Ich habe da ein Problem mit dem Illu und ich weiss nicht was ich falsch gemacht haben könnte.

Im Illu habe ich eine Art Plakat erstellt mit 3D Diagramm und Spiegelung und Schnörkelzeug im Hintergrund etc.pp und nun möchte ich es exportieren. 
Aber trotz einsellungen (höchstmögliche Bearbeitung oder so ähnlich) und (ebenen mit einbeziehen) exportiert der Illu die ai zu psd nur auf eine Ebene reduziert.
Erst hab ich alles auf einer Ebene gehabt mit Unterebenen und Gruppen und so. Hab ich gedacht- liegt vielleicht daran. Dann hab ich versucht das Ganze auf verschiedene neue Ebenen zu legen- hat auch nicht geklappt.

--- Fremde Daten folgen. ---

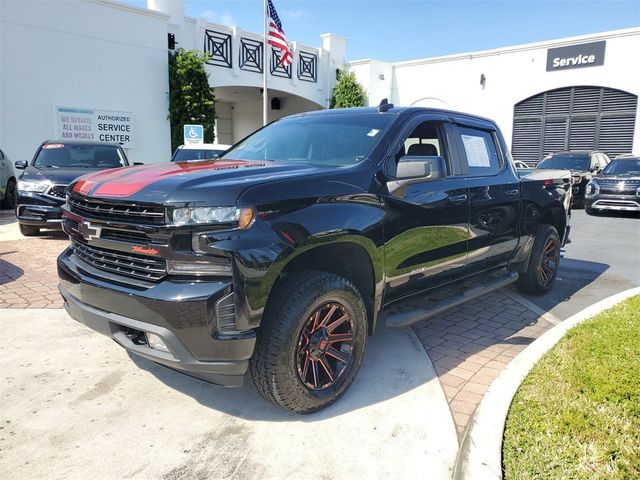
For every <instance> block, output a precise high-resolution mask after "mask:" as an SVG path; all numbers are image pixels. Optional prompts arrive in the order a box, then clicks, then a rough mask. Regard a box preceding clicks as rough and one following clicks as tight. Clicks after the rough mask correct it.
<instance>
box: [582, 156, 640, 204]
mask: <svg viewBox="0 0 640 480" xmlns="http://www.w3.org/2000/svg"><path fill="white" fill-rule="evenodd" d="M584 209H585V211H586V212H587V213H588V214H589V215H597V214H598V213H600V212H606V211H609V210H617V211H627V212H629V211H631V212H640V157H629V156H624V157H622V158H616V159H614V160H612V161H611V163H610V164H609V165H607V166H606V167H605V169H604V170H602V172H600V173H599V174H598V175H597V176H596V177H594V178H593V179H592V180H591V181H590V182H589V183H588V184H587V186H586V189H585V206H584Z"/></svg>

Was mach ich falsch? Welche Vorraussetzungen muss man erfüllen um tatsächlich die höchstmögliche Bearbeitung für PS zu erzielen?
Anhang: ich habe noch etwas gesucht und bin auch fündig geworden. Es hieß man solle irgendwie alle ebenen pfade füllungen etc. auf 100% lassen oder so ähnlich. Habe ich getan- tat sich nix. Es lässt sich nach wie vor nur auf eine Ebene reduziert exportieren.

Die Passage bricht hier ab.